Scientific ASIA

Disease Onset Prediction Using Statistical Model

The prediction of the onset of disease can revolutionize the health care system by shifting it from reactive to preventive care. Besides having benefits in terms of improved quality of life, a major impact could be seen as cost-effectiveness by saving money. Countless genetic factors can affect the onset of common diseases like hypertension, heart disease, and type II diabetes.

DNA can affect how these diseases develop and manifest, but outlining the association between DNA and disease requires a reliable statistical model that works on huge datasets of millions of patients. An Assistant Professor Matthew Robinson in Austria worked with other scientists to develop a novel mathematical model to improve predictive quality obtained from large datasets of patient’s genomic data. This model works similar to that of a physician as they discuss a family’s medical history), develop tailored predictions about health risks, etc.
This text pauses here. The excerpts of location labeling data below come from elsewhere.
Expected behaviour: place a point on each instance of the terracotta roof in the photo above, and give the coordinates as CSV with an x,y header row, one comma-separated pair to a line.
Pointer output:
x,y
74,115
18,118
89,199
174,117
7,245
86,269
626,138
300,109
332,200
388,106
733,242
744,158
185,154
DNA is a hereditary material that consists of billions of chemical base pairs, the shortest part of the DNA sequence is a genetic marker.Scientists collected many hundred thousand genetic markers for study. Later the researchers used the statistical model of Matthew Robinson to link the composition of the markers with the beginning of hypertension, type II diabetes, and cardiac disease in the patients who are in the database. Their prime interest was the age of the patient at the time of onset of disease, later they can use the model for prediction probabilities of disease occurrence.

It is to be made clear that this model cannot tell about the direct relationship between genes and disease onset. It can only improve the prediction probabilities of the onset of a disease. Robinson’s model has a track-able statistical computation, it’s lacking in the Black-box model, where the prediction procedure cannot be easily comprehended by humans, due to multi layer abstraction. The knowledge and complete understanding of the mathematical functioning of the prediction model is important to make appropriate ethical considerations when using a large number of sensitive data of patients, simultaneously giving the researcher the ability to better explain how the predictions were made.

Effective models and large genomic datasets are required to take the maximum advantage of the prediction method, several apprehensions come along with it, like privacy and data security, which is a concern for both the health care system and the researcher. Ethical approval is required before access anonymized patient data from state-funded bio-banks. It is to maintain strict data security measures.

Concerning Robinson’s model, they have taken data from the UK for model construction and data from Estonia for testing its predictive potential. The data collected from Estonia was used to develop primary personalized risk assessments for disease onset, that the patients were informed about so they make take incentive of the study by taking preventive steps.

To encapsulate, Robinson and colleagues’ model is a primary example and a fundamental step in showing the potential of large genomic datasets for preventive health care. This model along with the infrastructure of bio-banks, if provided with a robust data protection system can soon develop personalized predictive medicine.


The onset of disease, statistical model, prediction probability Hypertension, high blood pressure, type 2 diabetes, heart disease, Genetic marker, biobanks, predictive medicine, genomic datasets.

1 comment

  • Such predictive statistical model is most essential in Cancer diseases. As most of the cancers are due to genetic alteration and DNA mutation. It would be more helpful if we have such predictive model for cancer disease. I would be more interested to learn in detail about this predictive model.